Newman is set to be discussed by the Justices in their “long conference” on Sept. 28 (today) which means that a decision on whether the court will hear the case could come sometime this week. Several things to note: (1) the “long conference” is the largest certiorari-related meeting of the year at which the Justices address all of the petitions that have piled up over the court’s summer recess (and likely at the end of the preceding term). The justices will discuss nearly 2,000 petitions during this conference. History suggests that petitions reviewed at this conference are granted only half as often as those addressed at other times of year; (2) In addition to deciding to grant or deny certiorari or deny it at that conference, Supreme Court watchers have noted that the court increasingly “holds over” petitions for a subsequent conference. Statistically, doing so increases the likelihood that the court will ultimately grant certiorari. Since the vast majority of petitions will be denied at this conference, perhaps the best outcome the government can hope for is that the Newman petition will be held over for later consideration.

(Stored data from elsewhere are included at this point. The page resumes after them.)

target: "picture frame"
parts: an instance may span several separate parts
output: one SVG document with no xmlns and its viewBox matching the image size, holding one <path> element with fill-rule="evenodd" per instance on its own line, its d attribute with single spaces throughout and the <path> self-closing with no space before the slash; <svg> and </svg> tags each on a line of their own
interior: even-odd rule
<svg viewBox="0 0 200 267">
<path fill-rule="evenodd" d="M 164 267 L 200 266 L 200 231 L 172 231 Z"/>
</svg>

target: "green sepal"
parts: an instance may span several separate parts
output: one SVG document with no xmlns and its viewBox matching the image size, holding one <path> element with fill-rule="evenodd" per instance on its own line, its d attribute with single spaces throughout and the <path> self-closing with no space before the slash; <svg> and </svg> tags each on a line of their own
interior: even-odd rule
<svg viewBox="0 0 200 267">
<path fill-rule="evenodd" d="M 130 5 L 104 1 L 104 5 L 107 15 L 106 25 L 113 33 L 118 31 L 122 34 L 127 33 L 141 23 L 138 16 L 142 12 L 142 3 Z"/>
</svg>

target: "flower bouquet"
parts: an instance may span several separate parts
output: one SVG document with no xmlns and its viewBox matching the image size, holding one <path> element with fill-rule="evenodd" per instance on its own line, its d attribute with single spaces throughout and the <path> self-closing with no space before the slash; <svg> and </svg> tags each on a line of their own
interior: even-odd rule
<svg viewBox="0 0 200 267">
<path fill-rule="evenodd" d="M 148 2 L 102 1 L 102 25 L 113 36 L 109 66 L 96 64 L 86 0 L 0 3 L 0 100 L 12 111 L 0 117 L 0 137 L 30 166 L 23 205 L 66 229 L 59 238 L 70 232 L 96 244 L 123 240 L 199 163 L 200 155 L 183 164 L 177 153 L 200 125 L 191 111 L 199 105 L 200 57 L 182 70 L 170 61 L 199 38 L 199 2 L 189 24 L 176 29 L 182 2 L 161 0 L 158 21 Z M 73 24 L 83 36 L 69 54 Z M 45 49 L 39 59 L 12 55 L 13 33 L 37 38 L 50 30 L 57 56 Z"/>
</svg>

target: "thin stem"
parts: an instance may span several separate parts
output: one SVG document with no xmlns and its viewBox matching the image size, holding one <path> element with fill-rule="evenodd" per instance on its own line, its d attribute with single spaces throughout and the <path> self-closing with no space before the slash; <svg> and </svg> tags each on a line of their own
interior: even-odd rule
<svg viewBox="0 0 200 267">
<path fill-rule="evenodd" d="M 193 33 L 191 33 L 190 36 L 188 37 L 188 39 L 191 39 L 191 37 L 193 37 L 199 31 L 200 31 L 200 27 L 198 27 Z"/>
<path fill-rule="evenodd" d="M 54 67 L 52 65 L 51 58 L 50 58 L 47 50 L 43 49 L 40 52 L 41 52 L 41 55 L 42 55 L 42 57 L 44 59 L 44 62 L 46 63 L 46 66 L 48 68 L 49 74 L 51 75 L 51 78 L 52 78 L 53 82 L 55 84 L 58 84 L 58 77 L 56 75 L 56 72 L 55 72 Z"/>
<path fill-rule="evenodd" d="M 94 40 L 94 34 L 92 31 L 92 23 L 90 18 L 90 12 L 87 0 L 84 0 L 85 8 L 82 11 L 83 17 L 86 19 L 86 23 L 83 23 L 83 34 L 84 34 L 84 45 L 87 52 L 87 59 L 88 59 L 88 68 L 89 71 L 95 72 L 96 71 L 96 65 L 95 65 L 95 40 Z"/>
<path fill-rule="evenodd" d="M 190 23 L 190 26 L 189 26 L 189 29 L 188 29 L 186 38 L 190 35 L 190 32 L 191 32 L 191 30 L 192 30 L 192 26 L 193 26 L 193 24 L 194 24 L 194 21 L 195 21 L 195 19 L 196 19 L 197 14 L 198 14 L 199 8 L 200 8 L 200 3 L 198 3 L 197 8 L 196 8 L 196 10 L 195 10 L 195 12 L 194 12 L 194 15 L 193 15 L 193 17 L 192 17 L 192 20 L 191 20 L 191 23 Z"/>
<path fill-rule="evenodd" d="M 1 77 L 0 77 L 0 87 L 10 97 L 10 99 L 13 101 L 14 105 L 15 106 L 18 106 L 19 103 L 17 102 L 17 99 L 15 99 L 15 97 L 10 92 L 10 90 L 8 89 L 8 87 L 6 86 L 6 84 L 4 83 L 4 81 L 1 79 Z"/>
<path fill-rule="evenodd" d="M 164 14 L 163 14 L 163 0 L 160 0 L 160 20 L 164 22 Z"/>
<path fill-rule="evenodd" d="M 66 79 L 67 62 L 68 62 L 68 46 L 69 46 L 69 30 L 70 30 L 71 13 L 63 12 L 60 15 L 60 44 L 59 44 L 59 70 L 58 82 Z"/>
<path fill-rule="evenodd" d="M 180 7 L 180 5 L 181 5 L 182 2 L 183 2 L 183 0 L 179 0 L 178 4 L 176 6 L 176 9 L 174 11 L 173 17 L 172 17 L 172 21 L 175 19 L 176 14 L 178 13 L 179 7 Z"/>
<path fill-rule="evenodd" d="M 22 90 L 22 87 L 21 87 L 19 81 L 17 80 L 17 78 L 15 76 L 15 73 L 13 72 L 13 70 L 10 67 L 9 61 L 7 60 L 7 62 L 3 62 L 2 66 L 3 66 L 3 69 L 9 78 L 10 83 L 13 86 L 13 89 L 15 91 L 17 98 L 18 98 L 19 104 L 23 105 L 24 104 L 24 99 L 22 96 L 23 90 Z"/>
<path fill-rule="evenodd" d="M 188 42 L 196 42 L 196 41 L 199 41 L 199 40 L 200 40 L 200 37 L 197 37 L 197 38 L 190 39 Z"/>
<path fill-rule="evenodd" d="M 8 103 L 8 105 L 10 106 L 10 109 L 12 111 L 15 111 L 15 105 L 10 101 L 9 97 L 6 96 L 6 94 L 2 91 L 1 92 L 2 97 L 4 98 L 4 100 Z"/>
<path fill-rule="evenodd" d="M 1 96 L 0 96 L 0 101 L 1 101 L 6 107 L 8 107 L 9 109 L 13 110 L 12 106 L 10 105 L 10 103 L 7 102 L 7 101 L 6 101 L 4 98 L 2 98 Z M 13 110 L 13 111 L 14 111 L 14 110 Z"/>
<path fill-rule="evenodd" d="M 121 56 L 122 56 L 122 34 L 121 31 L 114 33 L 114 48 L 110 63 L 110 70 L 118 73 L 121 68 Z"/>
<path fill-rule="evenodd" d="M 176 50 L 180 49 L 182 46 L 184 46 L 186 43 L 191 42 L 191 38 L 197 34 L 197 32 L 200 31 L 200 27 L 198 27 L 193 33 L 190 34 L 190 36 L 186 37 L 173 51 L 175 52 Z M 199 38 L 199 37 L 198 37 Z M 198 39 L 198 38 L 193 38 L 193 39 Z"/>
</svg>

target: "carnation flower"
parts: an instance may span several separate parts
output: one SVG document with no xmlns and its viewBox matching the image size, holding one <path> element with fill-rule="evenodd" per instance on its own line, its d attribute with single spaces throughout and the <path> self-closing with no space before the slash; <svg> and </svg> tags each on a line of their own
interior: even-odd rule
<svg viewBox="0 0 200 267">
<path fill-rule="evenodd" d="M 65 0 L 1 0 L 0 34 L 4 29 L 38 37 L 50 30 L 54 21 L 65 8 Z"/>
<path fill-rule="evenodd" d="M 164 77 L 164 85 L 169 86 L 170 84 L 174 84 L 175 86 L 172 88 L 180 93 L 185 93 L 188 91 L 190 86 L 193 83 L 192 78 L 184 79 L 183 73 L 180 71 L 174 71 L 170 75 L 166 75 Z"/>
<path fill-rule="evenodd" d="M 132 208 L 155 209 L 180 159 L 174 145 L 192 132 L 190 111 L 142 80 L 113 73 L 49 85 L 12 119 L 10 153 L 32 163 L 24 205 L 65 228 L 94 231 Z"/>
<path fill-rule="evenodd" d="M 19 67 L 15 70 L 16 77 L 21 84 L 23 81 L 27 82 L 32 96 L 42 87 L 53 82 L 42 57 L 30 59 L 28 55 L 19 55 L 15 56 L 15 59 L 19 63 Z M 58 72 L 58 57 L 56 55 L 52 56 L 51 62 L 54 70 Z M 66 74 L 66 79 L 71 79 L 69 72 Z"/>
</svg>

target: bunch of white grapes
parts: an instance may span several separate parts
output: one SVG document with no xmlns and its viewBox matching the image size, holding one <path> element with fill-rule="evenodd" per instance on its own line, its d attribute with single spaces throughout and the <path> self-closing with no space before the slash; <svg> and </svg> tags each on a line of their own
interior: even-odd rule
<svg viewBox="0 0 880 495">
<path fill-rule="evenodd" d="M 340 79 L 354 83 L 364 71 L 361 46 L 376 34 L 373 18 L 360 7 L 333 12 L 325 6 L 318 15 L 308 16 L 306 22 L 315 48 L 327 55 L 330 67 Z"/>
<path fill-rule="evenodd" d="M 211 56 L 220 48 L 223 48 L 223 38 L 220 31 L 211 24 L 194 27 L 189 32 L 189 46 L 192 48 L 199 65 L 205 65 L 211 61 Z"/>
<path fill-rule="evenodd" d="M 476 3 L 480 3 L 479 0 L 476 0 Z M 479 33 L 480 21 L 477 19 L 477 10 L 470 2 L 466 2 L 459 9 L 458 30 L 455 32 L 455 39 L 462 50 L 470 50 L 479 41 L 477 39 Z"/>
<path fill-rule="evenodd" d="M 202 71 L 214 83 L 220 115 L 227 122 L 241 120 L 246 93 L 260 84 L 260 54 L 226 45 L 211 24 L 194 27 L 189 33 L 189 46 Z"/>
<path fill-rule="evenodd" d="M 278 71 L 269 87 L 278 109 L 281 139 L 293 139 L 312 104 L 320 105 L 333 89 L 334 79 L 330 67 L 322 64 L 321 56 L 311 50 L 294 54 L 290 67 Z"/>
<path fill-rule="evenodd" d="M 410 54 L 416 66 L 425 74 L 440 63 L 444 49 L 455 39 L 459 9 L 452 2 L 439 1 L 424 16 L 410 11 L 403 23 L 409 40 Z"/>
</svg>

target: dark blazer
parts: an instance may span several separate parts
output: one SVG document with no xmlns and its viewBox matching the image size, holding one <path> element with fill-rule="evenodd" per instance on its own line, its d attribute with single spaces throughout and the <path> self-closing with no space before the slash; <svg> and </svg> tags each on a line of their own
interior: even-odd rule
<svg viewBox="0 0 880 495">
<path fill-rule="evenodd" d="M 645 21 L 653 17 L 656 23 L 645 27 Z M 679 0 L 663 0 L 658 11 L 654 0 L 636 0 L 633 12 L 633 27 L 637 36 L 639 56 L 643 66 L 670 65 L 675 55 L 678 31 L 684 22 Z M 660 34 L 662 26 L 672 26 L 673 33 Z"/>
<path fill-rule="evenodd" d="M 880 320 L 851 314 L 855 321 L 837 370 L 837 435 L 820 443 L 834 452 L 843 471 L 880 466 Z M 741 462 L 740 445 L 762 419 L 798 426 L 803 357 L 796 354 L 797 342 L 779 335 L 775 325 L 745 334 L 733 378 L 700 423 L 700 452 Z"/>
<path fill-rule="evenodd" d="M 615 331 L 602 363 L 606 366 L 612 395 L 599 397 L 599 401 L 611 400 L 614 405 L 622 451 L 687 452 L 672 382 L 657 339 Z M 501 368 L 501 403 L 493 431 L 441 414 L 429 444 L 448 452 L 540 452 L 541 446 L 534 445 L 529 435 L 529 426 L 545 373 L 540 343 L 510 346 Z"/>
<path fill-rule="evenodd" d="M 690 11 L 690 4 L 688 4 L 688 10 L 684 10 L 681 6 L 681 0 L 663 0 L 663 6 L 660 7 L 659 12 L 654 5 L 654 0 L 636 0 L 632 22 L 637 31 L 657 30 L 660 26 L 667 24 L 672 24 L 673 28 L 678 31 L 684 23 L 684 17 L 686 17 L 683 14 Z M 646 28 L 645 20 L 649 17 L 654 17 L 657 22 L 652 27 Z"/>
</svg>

We’ll know something more shortly.
Meanwhile, back in the Southern District of New York, Judge Jed Rakoff handed the SEC a win earlier this month when he denied defendants’ efforts to apply the Newman standard to the SEC’s civil enforcement action in SEC v. Payton. Judge Rakoff denied defendants’ summary judgment motion and sided with the SEC, concluding that, unlike in a criminal action, the agency need not prove that defendants knew that the initial tipper received a meaningful “personal benefit” in exchange for the disclosed inside information. The court did not explain its rationale, but the SEC had argued that it was entitled a lower burden of proof (i.e., recklessness, as opposed to knowledge of personal benefit, and a lower quantum of personal benefit) than is required under Newman. However, the court also indicated that, in light of the pending Newman petition for certiorari, and the possibility that the Supreme Court could ultimately alter the Newman analysis, he would give any party the opportunity to seek a stay pending Newman’s final resolution. Defendants indicated that they would request such a stay.
The SEC Loses An Insider Trading Case On Its Home Court
These two topics converged in mid-September in In re Ruggieri. There, an SEC ALJ dismissed a civil insider trading case based on Newman. Like the commission in Timbervest, the ALJ first dismissed Ruggieri’s constitutional challenges based on the Appointments Clause and the argument regarding the multiple strata between the President and the ALJs. However, on the merits, the ALJ sided with Ruggieri. The ALJ applied Newman and concluded that the agency did not show that the tipper (Bolan) gave Ruggieri inside information in exchange for a personal benefit. In doing so, contrary to the Government’s Newman petition, the ALJ stated that he “d[id] not . . . read Newman as conflicting with Dirks.” Rather, he believed it simply “clarif[ied] the standard where proof of a personal benefit is based on a personal relationship or friendship.”
The SEC adequately demonstrated that the tipper (Bolan) provided inside information to others, including Ruggieri, on multiple occasions. However, the SEC had only demonstrated that Ruggieri gave the tipper general career advice and that the two simply had an “amicable working relationship” rather than a meaningful, close, or personal friendship. As a result, the ALJ concluded that the SEC had not shown that Ruggieri provided Bolan any meaningful “personal benefit” in exchange for the inside information or that the two shared a sufficiently close relationship.
Ruggieri does not demonstrate that the SEC’s administrative court is a level playing field or lacks the constitutional infirmities being challenged in federal court; however, at least in this instance, it shows that a defendant can sometimes still prevail before the SEC. It might also suggest that the SEC’s newer ALJs (Judge Patil is the newest and has only been an ALJ for a year) might be less institutionally-aligned and more independent than more seasoned ALJs. Only time will tell if that is the case and what the repercussions of that independence might be.